How Blockchain will Change Markets
The rise of cryptocurrencies and ICOs are expecting to have a dramatic change on international markets. No longer will people just trade straight up forex and different fiat currencies, but now trading platforms will be able to trade cryptocurrency across foreign exchanges.
Decentralized apps are also becoming a huge deal. The whole way we communicate may even change as a result. This includes the emergence of smart contracts, Ether’s own development platform, as well as ICO based funding for large tech startups.
Bitcoin itself, is taking control of the overall cryptocurrency market with the highest market cap and a price worth $2.5k as of the time of this article.
According to charts, Bitcoin’s highest rise have been in June 2017 where it reached passed 3 times its January 2017 value but also smashed both the $2k and $3k milestone before stabilizing. The thing about Bitcoin is even though it is still a non-regulated currency, national and global laws still can affect its value. With the rise of other cryptocurrencies of course, comes the rise of mining.
Now cryptocurrency mining basically lowers the difficult hash of payment transactions in the chain either through processing it through ASIC or Non-ASIC systems. Now ASIC mostly runs Bitcoin and sometimes even Litecoin. However all lighter currencies or even Cryptonote currencies runs on Non-ASIC.
Since ASIC is processor heavy, it relies on CPU cores.

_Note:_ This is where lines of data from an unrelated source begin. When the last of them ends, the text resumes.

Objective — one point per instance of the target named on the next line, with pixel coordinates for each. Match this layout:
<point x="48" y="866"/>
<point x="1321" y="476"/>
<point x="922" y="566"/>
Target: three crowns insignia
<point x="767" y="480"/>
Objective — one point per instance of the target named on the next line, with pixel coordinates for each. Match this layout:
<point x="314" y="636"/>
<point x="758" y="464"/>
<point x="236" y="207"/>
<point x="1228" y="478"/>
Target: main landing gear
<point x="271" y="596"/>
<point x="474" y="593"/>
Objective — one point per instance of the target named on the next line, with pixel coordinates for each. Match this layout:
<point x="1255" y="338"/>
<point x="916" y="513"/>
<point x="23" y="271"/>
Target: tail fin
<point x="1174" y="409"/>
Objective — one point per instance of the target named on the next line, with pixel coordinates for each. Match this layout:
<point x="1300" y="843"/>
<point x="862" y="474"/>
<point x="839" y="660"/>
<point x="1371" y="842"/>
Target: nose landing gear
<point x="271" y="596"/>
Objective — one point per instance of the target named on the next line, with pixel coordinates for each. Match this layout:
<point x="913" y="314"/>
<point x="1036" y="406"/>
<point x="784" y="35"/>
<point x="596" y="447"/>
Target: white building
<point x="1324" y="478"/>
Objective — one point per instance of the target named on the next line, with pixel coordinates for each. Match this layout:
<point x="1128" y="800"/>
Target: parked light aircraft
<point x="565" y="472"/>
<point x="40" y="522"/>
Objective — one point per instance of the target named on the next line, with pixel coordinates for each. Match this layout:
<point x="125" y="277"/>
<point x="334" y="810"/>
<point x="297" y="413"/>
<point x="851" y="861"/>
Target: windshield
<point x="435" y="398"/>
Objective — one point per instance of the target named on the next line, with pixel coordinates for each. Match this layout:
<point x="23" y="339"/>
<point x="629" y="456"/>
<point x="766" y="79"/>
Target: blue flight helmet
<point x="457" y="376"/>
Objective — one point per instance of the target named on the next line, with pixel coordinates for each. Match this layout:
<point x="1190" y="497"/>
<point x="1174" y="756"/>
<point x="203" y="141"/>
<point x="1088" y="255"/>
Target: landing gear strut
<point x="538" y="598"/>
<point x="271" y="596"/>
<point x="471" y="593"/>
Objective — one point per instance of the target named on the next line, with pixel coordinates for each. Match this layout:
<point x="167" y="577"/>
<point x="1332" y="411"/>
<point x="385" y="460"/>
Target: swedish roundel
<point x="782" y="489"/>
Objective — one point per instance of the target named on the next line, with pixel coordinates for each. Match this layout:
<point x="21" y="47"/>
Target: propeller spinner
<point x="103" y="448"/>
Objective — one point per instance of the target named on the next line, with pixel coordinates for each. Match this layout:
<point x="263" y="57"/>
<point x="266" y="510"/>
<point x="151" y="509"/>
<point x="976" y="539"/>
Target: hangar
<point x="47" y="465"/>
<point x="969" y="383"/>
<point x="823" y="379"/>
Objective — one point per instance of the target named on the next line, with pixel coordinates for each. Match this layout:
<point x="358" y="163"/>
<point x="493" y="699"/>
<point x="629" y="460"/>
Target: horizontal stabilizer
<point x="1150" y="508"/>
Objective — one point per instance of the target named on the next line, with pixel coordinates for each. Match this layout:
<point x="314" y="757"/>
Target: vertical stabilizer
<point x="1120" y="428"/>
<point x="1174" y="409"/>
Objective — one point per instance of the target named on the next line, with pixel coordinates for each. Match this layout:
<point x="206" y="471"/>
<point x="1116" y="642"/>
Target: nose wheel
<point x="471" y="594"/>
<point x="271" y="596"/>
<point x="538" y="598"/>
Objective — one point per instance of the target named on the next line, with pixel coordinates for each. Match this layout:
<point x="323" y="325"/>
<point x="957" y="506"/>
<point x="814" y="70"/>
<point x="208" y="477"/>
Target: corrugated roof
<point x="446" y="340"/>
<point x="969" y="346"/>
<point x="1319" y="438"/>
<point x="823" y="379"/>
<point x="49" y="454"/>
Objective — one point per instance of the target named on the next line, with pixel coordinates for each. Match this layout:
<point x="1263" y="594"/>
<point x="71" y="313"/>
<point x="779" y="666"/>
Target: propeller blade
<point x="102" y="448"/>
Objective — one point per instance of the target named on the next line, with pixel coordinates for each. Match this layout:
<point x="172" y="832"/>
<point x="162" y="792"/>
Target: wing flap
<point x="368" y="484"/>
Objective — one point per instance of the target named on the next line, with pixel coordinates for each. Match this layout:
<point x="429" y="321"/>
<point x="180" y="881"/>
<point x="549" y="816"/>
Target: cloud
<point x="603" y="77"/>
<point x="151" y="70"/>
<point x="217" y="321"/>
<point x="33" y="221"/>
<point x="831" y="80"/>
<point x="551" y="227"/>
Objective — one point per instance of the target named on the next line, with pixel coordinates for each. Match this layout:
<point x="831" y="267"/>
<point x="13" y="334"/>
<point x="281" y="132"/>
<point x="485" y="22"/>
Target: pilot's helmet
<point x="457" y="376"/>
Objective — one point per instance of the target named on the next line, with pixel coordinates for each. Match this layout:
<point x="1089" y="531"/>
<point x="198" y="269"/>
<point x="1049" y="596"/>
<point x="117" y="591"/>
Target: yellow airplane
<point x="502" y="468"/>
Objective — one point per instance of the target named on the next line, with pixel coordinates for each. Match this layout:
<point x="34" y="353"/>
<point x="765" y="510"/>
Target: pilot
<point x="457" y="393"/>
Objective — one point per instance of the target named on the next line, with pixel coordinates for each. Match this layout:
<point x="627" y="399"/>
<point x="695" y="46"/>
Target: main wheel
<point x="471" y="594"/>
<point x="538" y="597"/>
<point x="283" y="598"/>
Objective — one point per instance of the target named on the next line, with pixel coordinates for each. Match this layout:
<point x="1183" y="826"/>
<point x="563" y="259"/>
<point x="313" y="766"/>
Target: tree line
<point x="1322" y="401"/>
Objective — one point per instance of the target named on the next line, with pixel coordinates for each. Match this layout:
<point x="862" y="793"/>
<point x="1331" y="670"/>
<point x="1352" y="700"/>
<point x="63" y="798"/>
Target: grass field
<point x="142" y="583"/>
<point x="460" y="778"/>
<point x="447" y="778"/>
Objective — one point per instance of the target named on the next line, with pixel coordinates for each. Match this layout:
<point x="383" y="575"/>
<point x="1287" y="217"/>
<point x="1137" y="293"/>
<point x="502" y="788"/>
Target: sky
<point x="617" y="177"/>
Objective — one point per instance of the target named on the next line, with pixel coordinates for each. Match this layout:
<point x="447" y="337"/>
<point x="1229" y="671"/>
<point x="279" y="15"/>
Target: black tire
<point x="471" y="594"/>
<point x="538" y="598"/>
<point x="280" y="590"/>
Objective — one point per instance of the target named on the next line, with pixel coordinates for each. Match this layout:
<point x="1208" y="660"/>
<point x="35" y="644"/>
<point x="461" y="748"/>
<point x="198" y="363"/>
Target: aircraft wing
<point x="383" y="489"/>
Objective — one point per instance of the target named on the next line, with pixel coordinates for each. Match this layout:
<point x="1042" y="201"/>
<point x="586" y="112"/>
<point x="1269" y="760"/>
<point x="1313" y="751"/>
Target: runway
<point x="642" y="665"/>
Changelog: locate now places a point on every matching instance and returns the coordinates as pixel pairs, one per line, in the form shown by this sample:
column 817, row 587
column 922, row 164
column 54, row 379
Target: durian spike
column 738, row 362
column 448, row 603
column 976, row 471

While non-asic needs multi threaded support so it runs mainly off of powerful GPUs. The reason mining is so important is because mining doesn’t just change the way the payments speed up in time, it also changes another industry.
Since mining is becoming mainstream, the computing industry will have to start building new types of GPUs or multi-core processors that are specifically designed towards mining. Asus is already doing this with the RX-470G as well as the P106-5G. Intel may also soon take note and might advance their XEON processor line.